Steven Muster Director 2013 – 2020

During a consultation process with students, staff, parents, our community, Ngāi Tahu and the Kaumatua of the school, it was agreed that we needed a name that remembered our past but also looked to the future.

The name Ao Tawhiti takes elements from both Māori names of the previous two schools (“Ao” from Discovery 1 Te Kura o Te Ao Whakahura, and “Tawhiti” from Unlimited Paenga Tawhiti).
It also embraces the feedback from a group of students that petitioned us to come up with a new name; something that shows that two schools have come together.

The meaning of the name is “distant worlds in time and place … an unlimited discovery”. It is a statement that celebrates our past and looks to our future.

We have retained the whakatauki:

“Ko te pae tawhiti whāia kia tata, ko te pae tata whakamaua kia tīna”

“Seek out distant horizons and cherish those you attain”

Alignment of Special Character and Māori tikanga and values

One of the things that defines our special character is our relational practice and a commitment to collective wellbeing.
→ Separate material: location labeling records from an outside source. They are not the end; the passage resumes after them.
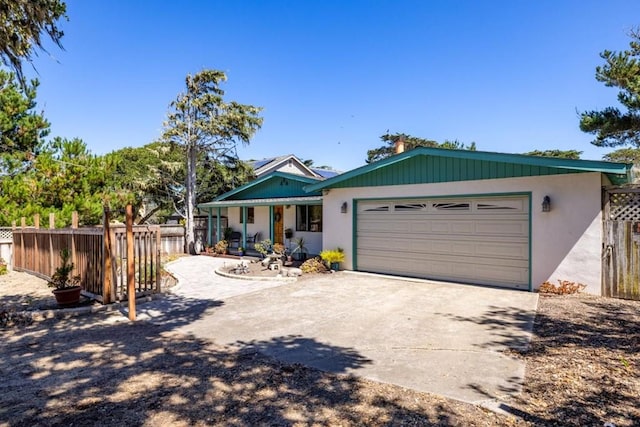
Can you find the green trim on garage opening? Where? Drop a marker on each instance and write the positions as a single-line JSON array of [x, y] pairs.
[[527, 194], [530, 241]]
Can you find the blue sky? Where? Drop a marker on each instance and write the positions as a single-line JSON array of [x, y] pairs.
[[333, 76]]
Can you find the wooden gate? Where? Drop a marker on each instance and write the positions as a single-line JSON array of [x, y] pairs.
[[621, 244]]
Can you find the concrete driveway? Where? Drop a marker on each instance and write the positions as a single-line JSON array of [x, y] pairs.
[[436, 337]]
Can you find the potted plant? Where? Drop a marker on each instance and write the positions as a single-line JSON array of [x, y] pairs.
[[220, 248], [263, 247], [300, 249], [67, 288], [333, 258]]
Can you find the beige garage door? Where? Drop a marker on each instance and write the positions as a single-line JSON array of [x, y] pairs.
[[483, 240]]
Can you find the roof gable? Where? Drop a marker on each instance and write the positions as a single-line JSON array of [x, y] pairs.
[[431, 165], [274, 185], [288, 164]]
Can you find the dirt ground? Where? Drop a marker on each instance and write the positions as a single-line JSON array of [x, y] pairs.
[[583, 368]]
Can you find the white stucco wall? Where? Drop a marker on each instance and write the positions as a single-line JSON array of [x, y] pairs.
[[565, 243]]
Relational practice succeeds when our kura and kaimahi know who our rangatahi and tamariki are, and this includes knowing and celebrating culture, whakapapa and turangawaewae. Through our special character, core values and practices such as 1:1’s, IEM’s and advocating student choice, we seek to place students’ central to their learning. We see whānau as being an important partner in navigating a student’s learning journey and we welcome whānau contributions and inclusion in planning learning experiences for our ākonga.